The p53 gene is known as a tumor suppressor gene because it provides a powerful halt signal on cell growth by supplying cells with p53 protein. One of the major roles of this protein is to recognize when the cell has been damaged by mutation and stop cell growth to initiate repair. If the cell is heavily damaged and beyond repair, p53 initiates the cell death pathway to prevent the cell from growing out of control. Scientists refer to this as apoptosis – a normal process that the body uses to eliminate damaged cells, precancerous cells and cells that are no longer necessary.
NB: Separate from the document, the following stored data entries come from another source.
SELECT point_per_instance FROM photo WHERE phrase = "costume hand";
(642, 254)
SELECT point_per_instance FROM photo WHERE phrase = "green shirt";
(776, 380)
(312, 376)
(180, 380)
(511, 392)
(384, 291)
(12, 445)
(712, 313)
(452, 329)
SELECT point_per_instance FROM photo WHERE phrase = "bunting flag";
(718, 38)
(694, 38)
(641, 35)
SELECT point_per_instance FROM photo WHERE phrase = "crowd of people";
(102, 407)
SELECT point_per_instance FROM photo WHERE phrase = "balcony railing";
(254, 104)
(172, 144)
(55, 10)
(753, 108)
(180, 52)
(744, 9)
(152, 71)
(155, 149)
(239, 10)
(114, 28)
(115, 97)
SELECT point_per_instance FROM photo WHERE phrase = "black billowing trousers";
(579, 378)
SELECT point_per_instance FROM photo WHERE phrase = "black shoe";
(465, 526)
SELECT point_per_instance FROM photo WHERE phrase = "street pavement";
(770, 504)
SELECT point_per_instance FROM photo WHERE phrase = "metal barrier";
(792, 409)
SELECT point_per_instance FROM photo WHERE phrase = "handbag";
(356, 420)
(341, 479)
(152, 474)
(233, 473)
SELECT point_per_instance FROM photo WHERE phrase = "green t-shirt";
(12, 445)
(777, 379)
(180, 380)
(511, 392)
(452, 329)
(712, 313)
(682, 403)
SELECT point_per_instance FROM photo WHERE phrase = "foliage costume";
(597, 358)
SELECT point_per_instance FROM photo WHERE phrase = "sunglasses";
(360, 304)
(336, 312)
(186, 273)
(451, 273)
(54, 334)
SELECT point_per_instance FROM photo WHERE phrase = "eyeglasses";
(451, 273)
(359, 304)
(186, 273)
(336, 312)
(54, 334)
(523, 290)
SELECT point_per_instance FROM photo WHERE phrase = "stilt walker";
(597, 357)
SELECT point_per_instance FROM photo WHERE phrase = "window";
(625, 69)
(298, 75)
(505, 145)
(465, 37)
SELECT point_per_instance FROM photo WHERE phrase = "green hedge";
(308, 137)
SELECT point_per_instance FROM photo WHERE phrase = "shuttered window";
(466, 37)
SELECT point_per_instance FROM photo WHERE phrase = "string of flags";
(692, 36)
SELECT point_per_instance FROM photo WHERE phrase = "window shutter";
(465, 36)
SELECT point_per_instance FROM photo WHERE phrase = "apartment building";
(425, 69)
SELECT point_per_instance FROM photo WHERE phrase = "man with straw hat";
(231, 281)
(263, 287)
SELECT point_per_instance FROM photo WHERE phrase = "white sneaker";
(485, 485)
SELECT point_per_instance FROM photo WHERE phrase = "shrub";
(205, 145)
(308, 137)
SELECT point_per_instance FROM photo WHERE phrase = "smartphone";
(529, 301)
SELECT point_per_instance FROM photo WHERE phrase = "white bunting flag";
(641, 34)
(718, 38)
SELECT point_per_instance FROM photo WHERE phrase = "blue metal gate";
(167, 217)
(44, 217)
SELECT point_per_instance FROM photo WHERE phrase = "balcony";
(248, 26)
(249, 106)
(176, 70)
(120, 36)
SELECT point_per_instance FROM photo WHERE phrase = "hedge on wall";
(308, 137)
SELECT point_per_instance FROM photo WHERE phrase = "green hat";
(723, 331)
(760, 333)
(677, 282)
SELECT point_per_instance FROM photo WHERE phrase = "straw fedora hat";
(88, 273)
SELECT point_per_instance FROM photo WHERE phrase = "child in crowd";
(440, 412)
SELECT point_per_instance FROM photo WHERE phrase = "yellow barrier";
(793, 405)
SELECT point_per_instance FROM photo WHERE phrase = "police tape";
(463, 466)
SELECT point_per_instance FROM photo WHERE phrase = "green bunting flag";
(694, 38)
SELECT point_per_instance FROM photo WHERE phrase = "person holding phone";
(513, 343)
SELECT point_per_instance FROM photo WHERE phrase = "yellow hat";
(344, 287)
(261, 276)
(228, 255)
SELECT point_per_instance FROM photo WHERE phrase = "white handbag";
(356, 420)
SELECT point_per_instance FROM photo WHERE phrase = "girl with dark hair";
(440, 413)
In about half the cases of aggressive breast cancer, the p53 gene is mutated so that the protein is no longer available in proper amounts to control cell growth, says Cristofanilli. In the cancers where the p53 gene is still normal, the function of the p53 protein can be disrupted in other ways such as sequestration and rapid decay. Loss of p53 is associated with more aggressive tumors that are resistant to chemotherapy and radiation therapy. Loss of p53 also is associated with early metastasis and decreased survival rates.
ADVEXIN supplies p53 protein in very high concentrations in cancer tissue that selectively kills cancer cells while not harming the surrounding normal cells.
An adenovirus, a common cold virus, is used to carry the p53 gene into cancer cells. The adenovirus has been used extensively as a gene delivery device, or vector, to supply therapeutic genes to cells. The adenovirus survives only long enough to deliver the p53 gene, perhaps only a matter of hours, says Cristofanilli, and can neither replicate, nor insert its genetic material into the cell’s DNA. Inside the cancer cell, the p53 gene is translated into the active p53 protein, and cell death is initiated, making this a short-lived and targeted therapy that does not affect normal cells outside the tumor area.
“We have seen very few side effects,” says Cristofanilli. “A few patients experienced irritation at the site of injection, but that lasted for only a couple of days.”
Introgen Therapeutics, Inc., of Houston, Texas, which is sponsoring the clinical trial, controls patents for the use of chemo-gene combination therapy in general and for the therapeutic use of the p53 gene used alone or in combination with radiation therapy and with chemotherapies including the taxanes, such as Taxotere (docetaxel) and Taxol (paclitaxel), and/or anthracyclines such as doxorubicin and epirubicin.
In the current study at M. D. Anderson Cancer Center, patients receive docetaxel plus doxorubicin together with two injections of ADVEXIN every three weeks for four treatment cycles. Patients diagnosed with stage III A-B or localized stage IV breast cancer are still being recruited for the trial, which is scheduled to include 60 patients.
Initial findings indicate that in addition to direct killing by the p53 genes and proteins, the injections seem to stimulate the immune system to attack the cancer cells.
“Something is happening in the breast with these p53 drug injections that has not been seen before,” says Cristofanilli. “In the area of the primary tumor we see immune system cells surrounding the few remaining cancer cells.”
However, the role of the immune system needs to be clarified. More patients need to be enrolled and further study of the number of injections required for optimal response will be necessary, he added.
Prospective participants and/or referring physicians who would like to learn more about the study, as well as additional inclusion requirements, should call the M. D. Anderson Information Line at (800) 392-1611.
Introgen Inc. holds a licensing agreement with M. D. Anderson Cancer Center to commercialize products based on licensed technologies, and has the option to license future technologies under sponsored research agreements. The University of Texas System owns stock in Introgen. These arrangements are managed by M. D. Anderson in accordance with its conflict of interest policies.